A centrally directed monetary policy set in Frankfurt by the ECB had its effects asymmetrically felt across Europe. While the ECB directed its key refinancing rate for all Eurozone borrowing from it, real interest rates of its member states diverged wildly. High inflation periphery countries saw real interest rates turn down sharply, even veering into negative territory during much of the boom. The fractional reserve structure of the monetary system allowed a huge amount of credit to be built upon a relatively small amount of actual deposits, savings and bank reserves. With a reserve requirement set at 2 percent since 1999, the ECB permitted €50 to be loaned out as credit for every €1 a bank holds in its vaults. The Bank of England permitted even more extreme potential increases in credit. A voluntary reserve requirement is in force, implying that banks can loan out an infinite amount of credit against zero deposits. Such policies allowed a credit induced boom to sweep the Euro area, the repercussions of which are only now becoming fully known.

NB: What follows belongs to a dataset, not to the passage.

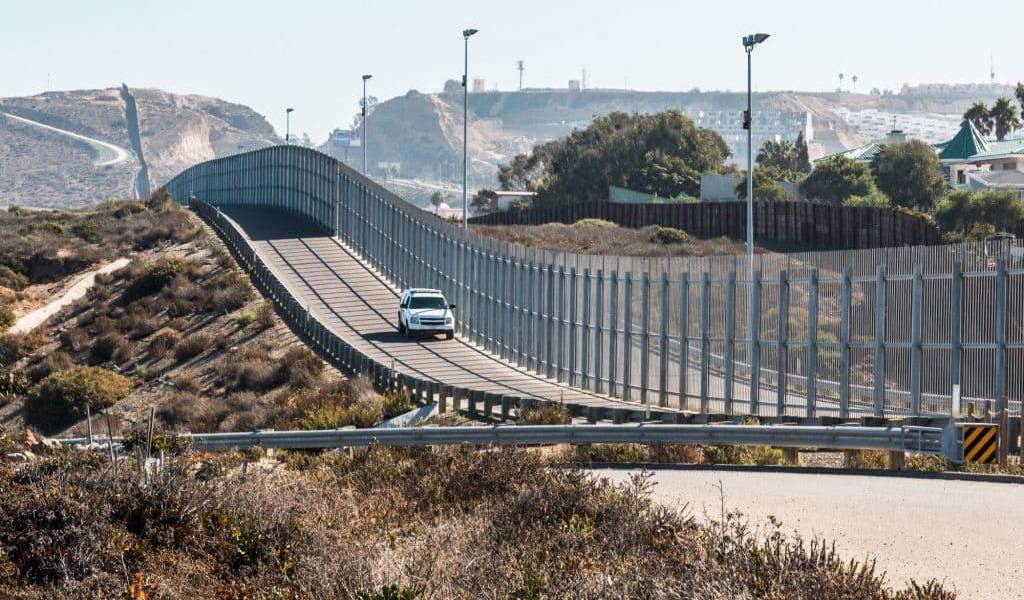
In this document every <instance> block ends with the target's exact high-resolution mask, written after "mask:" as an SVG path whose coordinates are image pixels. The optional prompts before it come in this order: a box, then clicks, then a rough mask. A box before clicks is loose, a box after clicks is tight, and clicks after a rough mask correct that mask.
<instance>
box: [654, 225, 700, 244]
mask: <svg viewBox="0 0 1024 600" xmlns="http://www.w3.org/2000/svg"><path fill="white" fill-rule="evenodd" d="M691 240H692V238H690V234H689V233H687V232H686V231H683V230H680V229H676V228H673V227H660V226H654V227H652V228H651V231H650V241H651V243H653V244H689V243H690V241H691Z"/></svg>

El-Erian, among other commentators, would do well to research the recession’s causes before claiming an EU bailout is necessary to stave off contagion. The current bout of “contagion” is nothing of the sort. A centralized monetary policy bred an unsustainable situation. After persisting for several years it is only now being corrected. Policy makers are well-advised to focus on the government-controlled and fractional reserve monetary system that caused the bust, instead of trying to absolve themselves of responsibility through a misused word.